Others express concern: "I don't think the Constitution prohibits the use of this textbook, but I have real doubts about the wisdom of this approach," says Barry Lynn, executive director of Americans United for the Separation of Church and State. "At this time in America, it's better to simply talk about religious influences when they come up during the study of literature, art, and history, and not take the text of one religious tradition and treat it with special deference."

Look, chuckles, admit the truth. You don't really want them talking about it at all, and you'll fight like hell to keep them from even discussing it, much less treating it with deference. Even a nitwit secularist like you, if you were capable of being honest, would admit the profound influence this book has had on society. You might disagree with it and its principles, but its effect is blatant. Now, were someone to build a curriculum around, say, Lolita, or Tony Kushner's Angels in America, I imagine you'd be crowing about the preeminence such powerful literature should have in the American psyche, and cursing the religious wackos who might think it's offensive.

At the same time, many US English teachers express concern that students' deficient biblical knowledge is hampering their education.

Nice deduction, Sherlock. Glad you're paying attention.

Marc Stern, general counsel of the American Jewish Congress, a constitutional watchdog, says that, "Without question, it can serve as the basis for a constitutional course."

Let me get this straight. The American JEWISH Congress, not a constitutional watchdog, but another collection of secularist, barely Jewish lobbying busybodies (see Foxman, Abraham; ADL) is taking the text central to the faith of its name, and allowing the bowdlerized version as "constitutional." I'm sorry, bubbaleh, but you seemed to have missed a few days of Hebrew School. The point of being a Jew and a Jewish organization is not to destroy the Torah, it's to support it with every ounce of your strength. You should be decrying the bastardization of our holiest text instead of shrugging noncommittaly and saying "meh."

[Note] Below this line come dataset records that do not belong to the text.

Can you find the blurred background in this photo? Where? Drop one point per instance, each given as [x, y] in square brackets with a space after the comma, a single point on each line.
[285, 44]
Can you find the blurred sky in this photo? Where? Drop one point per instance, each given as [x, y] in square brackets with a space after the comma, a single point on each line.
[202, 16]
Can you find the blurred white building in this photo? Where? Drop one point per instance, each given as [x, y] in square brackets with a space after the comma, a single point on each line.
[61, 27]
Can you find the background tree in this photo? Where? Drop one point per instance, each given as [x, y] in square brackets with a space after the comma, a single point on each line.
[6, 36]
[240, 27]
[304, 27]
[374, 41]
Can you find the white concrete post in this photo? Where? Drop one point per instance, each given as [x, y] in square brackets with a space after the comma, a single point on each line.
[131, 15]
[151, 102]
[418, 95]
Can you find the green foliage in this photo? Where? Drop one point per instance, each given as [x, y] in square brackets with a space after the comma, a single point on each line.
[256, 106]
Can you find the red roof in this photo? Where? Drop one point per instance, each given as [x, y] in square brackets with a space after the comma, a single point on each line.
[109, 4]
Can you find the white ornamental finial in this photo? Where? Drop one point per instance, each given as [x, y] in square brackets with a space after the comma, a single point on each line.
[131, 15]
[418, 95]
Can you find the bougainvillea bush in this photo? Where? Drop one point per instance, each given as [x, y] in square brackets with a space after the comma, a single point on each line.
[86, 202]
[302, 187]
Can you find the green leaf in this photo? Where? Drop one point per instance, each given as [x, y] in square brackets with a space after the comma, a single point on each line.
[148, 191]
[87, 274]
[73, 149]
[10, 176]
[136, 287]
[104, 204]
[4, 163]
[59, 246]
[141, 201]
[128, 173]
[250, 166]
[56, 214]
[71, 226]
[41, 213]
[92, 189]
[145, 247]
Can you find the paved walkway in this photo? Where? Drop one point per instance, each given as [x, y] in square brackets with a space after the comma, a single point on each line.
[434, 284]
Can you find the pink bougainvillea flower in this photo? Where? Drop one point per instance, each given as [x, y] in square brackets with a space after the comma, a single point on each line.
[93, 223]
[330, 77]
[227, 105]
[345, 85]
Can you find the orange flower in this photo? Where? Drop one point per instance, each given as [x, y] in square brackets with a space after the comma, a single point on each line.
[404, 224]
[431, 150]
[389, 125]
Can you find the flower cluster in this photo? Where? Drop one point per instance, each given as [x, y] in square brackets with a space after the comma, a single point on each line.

Look, boys, as they still say in Brooklyn sometimes, "Don't do me no favors." You want to dance nekkid in the streets at the altar of secularism, have a good time. Just don't act surprised if the rest of us point out that you and your emperor are a few stitches shy of a three-piece suit.

Thank goodness

for the Thursday Three, or I'd never blog. Anyway, here you are.

1) What one language would you most like to learn to speak, or at least understand?

Wag that I am, I too was going to say English. Terry beat me to it, so that's out. I've taken Hebrew, French, Russian, and Latin in my checkered educational past, and I can't speak any of them conversationally. What I've learned is that I have no head for languages. I'd like my Hebrew to be better than it is, and I think it would be most practical. I can kind of understand, but not as well as I'd like.

2) What one skill would you most like to learn?

I've been interested in learning to fly forever, but the cost is in the way. I'd also like to learn to play an instrument, mostly guitar. The one that's probably most achievable is woodworking, and I've actually started to make some attempts at it. Can I pick two? Or three? You notice I didn't say I wanted to get good at math.

3) What one character flaw would you most like to rid yourself of?

Impatience. I cannot seem to conquer that particular problem. I get it when I'm driving and with my children, and I can't seem to get over it. I recognize intellectually that I'm not getting there that much faster if the guy in front of me moves over to the middle lane. I also realize they are 4 and 2 respectively, and they can't be expected to meet my expectations on some things, but I often feel they're ignoring me deliberately and I tend to jump on them quicker than I should.

Tuesday, September 27, 2005

That does it.

I need more memory.

Yes, smartalexes, both personal and computer-wise.

I can't run GoLive with virtually any other program, and I need other stuff running at the same time.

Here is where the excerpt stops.